General characteristics
- Class & type: Churchill-class submarine
- Displacement: 4,900 tonnes (submerged)
- Length: 86.9 m (285 ft 1 in)
- Beam: 10.1 m (33 ft 2 in)
- Draught: 8.2 m (26 ft 11 in)
- Propulsion: One nuclear reactor, one shaft
- Speed: 28 knots (52 km/h) submerged
- Complement: 103
- Armament: 6 × 533 mm (21 in) torpedo tubes; Mark 8 torpedoes; Mark 24 Tigerfish torpedoes; RN Sub Harpoon missiles;

= HMS Courageous (S50) =

1971 Churchill-class nuclear-powered fleet submarine of the Royal Navy

HMS Courageous (S50) is a decommissioned nuclear fleet submarine in service with the Royal Navy from 1971. She is now a museum ship managed by the Devonport Naval Heritage Centre.

In 2021, plans to set up a Cold War Centre around Courageous entered their first phase of implementation, supported by the National Museum of the Royal Navy.

==Operational history==

In 1982, Courageous along with her sister ship, , was sent with the British task force to retake the Falkland Islands from the occupying Argentine forces. She returned home later in the year without damage. Courageous was retired from service in 1992.

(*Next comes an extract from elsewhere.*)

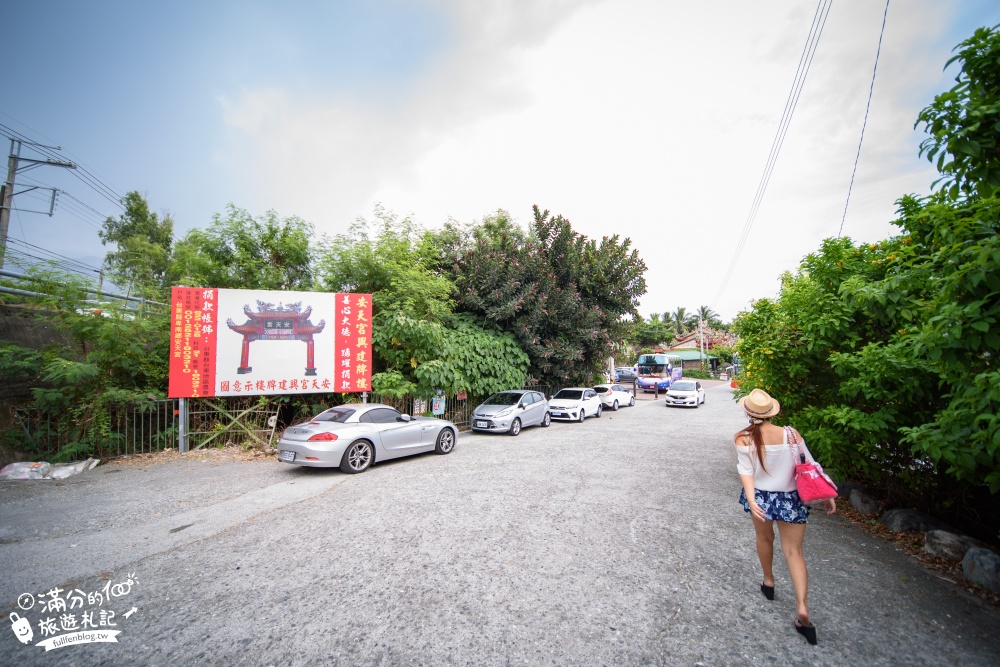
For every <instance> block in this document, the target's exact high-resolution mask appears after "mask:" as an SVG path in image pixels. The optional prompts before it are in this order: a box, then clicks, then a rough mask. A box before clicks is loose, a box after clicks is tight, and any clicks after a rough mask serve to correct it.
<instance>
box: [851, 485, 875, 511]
mask: <svg viewBox="0 0 1000 667" xmlns="http://www.w3.org/2000/svg"><path fill="white" fill-rule="evenodd" d="M848 497H849V498H850V501H851V505H853V506H854V509H856V510H858V511H859V512H861V513H862V514H874V513H876V512H878V511H879V510H880V509H882V503H881V502H880V501H879V500H878V499H877V498H874V497H872V496H870V495H868V494H867V493H865V492H864V491H862V490H861V489H859V488H857V487H855V488H854V489H852V490H851V495H850V496H848Z"/></svg>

During the HMNB Devonport Navy Days 2006, one of the members of the team restoring HMS Courageous pointed out that HMS Valiant was one of the first Royal Navy submarines to have her reactor removed. As Valiant had been cosmetically wrecked by this work, HMS Courageous was selected for the museum ship to represent the nuclear submarine fleet of the Royal Navy during the Cold War. Components were removed from HMS Valiant to restore Courageous. HMS Courageous was due to be moved in 2007 from her current berth to a new berth, due to development of the HMNB Devonport area where she resided.